The annual Global Nutrition Study looks at the state of the global food system and notes major diet- and weight-related differences within and within countries.

The study does not look at the coronavirus pandemic in itself, but Renata Micha, associate professor and specialist in public health at Tufts University in the U.S. and one of its contributors, said the pandemic found that individuals who were either underweight or overweight were more likely to be seriously affected by the disease.

“Malnutrition affects our immune system and puts us at risk for infection. Bad metabolic fitness has been linked to worse coronavirus effects, such as obesity and diabetes.

“Working together to address poverty in all its ways is more important now than ever for states, corporations and civil society,” she said.

Even in rich countries like the United Kingdom, the pandemic has interrupted food production. But in developing countries, where malnutrition rates are still high. Analysts have cautioned that the pandemic could lead to a crisis of hunger.

Relation between food and coronavirus

The UN cautioned last month of “biblical proportions” malnutrition. With 265 million people facing severe food shortages. Due to a “complete storm” of violence, famine, climate change and coronavirus.
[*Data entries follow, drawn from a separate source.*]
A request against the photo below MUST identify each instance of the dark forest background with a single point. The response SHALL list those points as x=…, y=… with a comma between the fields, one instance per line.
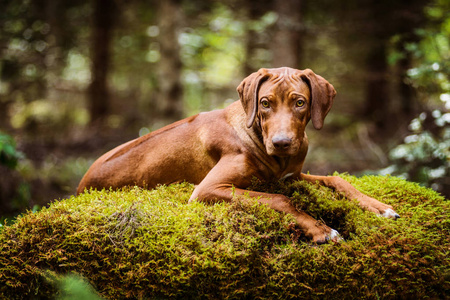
x=79, y=77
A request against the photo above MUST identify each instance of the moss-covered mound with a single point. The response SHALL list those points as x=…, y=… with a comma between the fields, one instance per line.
x=144, y=244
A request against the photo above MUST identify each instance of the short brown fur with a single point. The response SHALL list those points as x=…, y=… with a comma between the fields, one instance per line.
x=262, y=135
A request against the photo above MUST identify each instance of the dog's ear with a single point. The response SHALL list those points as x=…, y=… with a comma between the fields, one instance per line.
x=322, y=96
x=248, y=93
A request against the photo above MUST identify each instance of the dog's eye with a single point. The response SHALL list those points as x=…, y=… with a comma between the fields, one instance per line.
x=265, y=103
x=299, y=103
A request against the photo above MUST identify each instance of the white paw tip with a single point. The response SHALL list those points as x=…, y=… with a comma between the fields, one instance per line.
x=391, y=214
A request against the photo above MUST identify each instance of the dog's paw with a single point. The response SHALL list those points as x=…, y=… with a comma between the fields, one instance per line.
x=390, y=214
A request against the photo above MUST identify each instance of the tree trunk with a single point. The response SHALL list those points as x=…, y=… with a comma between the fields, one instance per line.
x=170, y=66
x=377, y=88
x=286, y=40
x=104, y=11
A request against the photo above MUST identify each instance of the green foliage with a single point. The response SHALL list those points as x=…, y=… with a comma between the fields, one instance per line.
x=9, y=155
x=424, y=156
x=144, y=244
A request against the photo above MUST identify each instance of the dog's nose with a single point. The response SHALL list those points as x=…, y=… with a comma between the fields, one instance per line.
x=281, y=142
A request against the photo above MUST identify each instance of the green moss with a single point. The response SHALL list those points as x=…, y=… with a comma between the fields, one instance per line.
x=143, y=244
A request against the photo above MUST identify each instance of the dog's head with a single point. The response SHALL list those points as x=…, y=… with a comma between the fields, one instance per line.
x=281, y=102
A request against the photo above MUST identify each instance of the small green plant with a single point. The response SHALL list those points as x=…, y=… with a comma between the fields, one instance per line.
x=9, y=155
x=154, y=244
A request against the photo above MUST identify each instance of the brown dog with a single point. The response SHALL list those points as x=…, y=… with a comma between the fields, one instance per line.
x=261, y=136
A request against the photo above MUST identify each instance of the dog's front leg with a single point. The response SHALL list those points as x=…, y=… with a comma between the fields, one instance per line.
x=219, y=185
x=352, y=193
One in nine people in the world is hungry and one in three is overweight or obese. This is according to the report.

Many countries-including Africa, Asia and Latin America-are suffering double overweight and underweight burdens.

Although the percentage of underweight persons has declined since 2000, the number of overweight and obese individuals has increased. In 2000 overweight was 31.7 per cent of men and 29.7 per cent of women. Those figures had risen by 2016 to 39.2 per cent and 38.5 per cent.

And in 2000, 10.6% of men and 6.7% of women were obese-but by 2016 those numbers had increased to 15.1% and 11.1% respectively.

The study said unhealthy diets and the resultant hunger was among the “greatest global social problems”. It’s creating huge pressures on health, food, the economy and environment.